The thin metal grooves in escalator stairs might make the entire structure look extra dangerous, but they’re actually there for your safety.

As George R. Strakosch writes in The Vertical Transportation Handbook, the steps are cleated “so that people who ride with their toes against the riser will not have their soft shoe soles drawn between the steps as the steps straighten out.”

In other words, the grooves allow ascending steps to merge into a flat surface at the top of the escalator with minimal space between them. That way, the edge of a flip-flop or a runaway plastic bag won’t get sucked into the structure. According to Reader’s Digest, the (often yellow) strips of hardware with comb-like metal teeth that run along the top and bottom edges of escalators are there for the same reason. As the stairs disappear back into the depths of the escalator, these aptly named comb plates keep out anything that shouldn’t go with them.
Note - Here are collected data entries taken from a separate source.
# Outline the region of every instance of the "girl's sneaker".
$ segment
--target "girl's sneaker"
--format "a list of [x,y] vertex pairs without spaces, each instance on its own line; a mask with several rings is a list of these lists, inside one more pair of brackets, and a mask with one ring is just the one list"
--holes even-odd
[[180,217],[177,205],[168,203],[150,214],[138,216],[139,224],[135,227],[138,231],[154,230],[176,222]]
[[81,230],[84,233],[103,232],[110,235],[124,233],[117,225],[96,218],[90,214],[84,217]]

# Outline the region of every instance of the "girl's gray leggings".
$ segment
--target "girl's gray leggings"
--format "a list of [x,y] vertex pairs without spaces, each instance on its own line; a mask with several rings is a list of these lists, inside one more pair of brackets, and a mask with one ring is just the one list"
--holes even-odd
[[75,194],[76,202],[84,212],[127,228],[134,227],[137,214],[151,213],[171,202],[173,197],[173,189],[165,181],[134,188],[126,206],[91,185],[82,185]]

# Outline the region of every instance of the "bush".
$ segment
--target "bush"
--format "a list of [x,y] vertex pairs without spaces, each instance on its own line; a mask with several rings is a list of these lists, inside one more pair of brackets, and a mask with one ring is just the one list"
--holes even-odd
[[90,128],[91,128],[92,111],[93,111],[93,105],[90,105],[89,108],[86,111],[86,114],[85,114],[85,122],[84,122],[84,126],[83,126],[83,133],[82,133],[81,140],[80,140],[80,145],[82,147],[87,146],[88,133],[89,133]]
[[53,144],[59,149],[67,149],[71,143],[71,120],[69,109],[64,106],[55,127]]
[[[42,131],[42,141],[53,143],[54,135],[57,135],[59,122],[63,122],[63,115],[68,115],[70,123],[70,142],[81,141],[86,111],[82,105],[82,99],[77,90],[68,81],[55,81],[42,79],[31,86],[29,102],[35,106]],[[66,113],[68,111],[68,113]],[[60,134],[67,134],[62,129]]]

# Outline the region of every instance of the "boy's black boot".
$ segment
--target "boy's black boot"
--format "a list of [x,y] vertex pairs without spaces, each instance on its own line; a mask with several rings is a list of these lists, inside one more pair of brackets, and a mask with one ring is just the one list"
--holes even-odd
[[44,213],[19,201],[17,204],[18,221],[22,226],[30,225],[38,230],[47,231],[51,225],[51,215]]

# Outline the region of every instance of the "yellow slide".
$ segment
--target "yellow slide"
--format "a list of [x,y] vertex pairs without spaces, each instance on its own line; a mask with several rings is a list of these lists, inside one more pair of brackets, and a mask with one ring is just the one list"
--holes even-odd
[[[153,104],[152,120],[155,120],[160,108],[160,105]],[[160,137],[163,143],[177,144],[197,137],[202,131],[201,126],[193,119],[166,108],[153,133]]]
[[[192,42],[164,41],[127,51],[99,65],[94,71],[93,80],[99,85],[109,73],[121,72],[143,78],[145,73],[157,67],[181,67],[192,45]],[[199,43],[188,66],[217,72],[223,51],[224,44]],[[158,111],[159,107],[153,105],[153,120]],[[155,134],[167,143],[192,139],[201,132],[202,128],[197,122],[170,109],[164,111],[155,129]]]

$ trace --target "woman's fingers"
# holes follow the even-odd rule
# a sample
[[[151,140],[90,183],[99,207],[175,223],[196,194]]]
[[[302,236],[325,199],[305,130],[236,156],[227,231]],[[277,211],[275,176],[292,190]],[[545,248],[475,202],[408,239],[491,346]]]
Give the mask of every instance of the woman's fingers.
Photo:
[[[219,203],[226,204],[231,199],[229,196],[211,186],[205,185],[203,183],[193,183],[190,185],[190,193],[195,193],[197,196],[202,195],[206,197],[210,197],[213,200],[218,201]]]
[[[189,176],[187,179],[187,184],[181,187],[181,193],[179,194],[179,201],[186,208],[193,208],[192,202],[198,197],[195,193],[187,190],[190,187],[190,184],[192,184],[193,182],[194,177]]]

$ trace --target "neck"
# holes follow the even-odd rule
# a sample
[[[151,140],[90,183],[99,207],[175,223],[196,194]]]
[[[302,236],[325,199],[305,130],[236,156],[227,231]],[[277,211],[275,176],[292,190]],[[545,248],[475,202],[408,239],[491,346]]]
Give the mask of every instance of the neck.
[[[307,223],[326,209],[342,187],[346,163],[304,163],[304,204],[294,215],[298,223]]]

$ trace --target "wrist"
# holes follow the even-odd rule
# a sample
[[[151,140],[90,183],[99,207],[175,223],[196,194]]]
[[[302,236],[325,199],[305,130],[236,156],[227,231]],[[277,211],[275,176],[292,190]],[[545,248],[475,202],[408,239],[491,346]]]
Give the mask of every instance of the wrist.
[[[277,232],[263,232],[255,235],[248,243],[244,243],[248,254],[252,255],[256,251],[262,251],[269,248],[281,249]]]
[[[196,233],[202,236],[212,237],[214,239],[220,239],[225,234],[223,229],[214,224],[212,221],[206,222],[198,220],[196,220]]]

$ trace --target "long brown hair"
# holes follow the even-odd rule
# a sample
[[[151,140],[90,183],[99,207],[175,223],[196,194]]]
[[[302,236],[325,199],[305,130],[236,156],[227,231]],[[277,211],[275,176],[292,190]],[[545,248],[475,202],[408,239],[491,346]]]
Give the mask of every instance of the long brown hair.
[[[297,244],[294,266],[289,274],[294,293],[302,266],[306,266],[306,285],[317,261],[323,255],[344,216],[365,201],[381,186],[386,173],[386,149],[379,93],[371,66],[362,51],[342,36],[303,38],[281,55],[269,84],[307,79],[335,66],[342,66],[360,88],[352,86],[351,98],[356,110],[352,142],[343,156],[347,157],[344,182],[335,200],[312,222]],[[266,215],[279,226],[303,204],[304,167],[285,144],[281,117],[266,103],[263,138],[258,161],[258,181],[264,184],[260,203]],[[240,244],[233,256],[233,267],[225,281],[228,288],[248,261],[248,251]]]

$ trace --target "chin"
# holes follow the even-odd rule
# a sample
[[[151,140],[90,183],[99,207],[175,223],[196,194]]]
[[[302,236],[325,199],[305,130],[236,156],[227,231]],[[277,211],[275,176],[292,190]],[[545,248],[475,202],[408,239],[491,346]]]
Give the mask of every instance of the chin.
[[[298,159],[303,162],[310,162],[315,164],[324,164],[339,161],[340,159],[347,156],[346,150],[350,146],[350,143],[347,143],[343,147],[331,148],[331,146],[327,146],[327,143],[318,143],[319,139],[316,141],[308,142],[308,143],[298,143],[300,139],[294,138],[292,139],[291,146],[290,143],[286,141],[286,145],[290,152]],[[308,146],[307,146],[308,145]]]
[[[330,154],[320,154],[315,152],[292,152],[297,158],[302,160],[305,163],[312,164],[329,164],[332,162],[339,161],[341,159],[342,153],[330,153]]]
Since escalator technology isn’t quite advanced enough to have comb plates toss that trash into the nearest garbage can, it’s still up to us to dispose of any litter a comb plate has pushed aside. But the most important part is that it’s been barred from entering the underbelly of the machine, where it could cause the escalator to break down.

The grooves also prevent liquids from pooling on the surface of the stairs, making escalators puddle-free—and possibly even safer than a regular set of stairs, at least on a rainy day.